My sister whipped out her snotty face. “ Mom would never let you watch a movie like that! Where’d you see such a thing?”
“The Withers and me hid in the bushes over at the Twi-Light Drive-In”
“I’m telling Mom!”
“Like I care.” I started back toward the front of the store, but Kinsey pulled me to a stop. She and Peach circled me like two ranch hands trying to rope a mustang. The next thing I knew, they were holding up one of those BRASSIERES and trying to measure the stupid thing against my chest! My head swam, my cheeks turned hot as coals, and I started fighting them off with both fists.
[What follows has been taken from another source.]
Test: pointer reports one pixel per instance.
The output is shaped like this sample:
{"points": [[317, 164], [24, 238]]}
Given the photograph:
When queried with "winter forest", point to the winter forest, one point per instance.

I heard a confusing mix of voices as Kinsey and Peach tugged and wrapped those awful bands around me, until finally, they stopped, exhausted.
“We’re getting this one,” said Kinsey with tightly pursed lips.
I watched as the two girls hurried to the counter and paid for that thing. Kinsey motioned for me to follow and we left the store and got back on the bus. Shame melted me to the seat. The bag carrying the monster underwear seemed to me like it was pulsating.
“Mom, we’re home!” Kinsey threw the bag on the chair, and she and Peach took off upstairs. She turned once and gave me a look of near pity. I shuffled into the den, where Mom was lying on the sofa. She opened her arms, and I knelt into them, face hidden.
“I’m sorry I couldn’t go, Honey.”
“It was awful!” I cried. I could feel her stroking my hair.
“Annie, everybody has to grow up. It’s the way God planned it.” She leaned over and whispered in my ear, “The Bible says, ‘I praise you because I am fearfully and wonderfully made.’* Someday, you’ll know God did a beautiful job making you into a lovely young woman.”
“I’ll never wear it! Never! ” I said fiercely. Mom just smiled and kept stroking.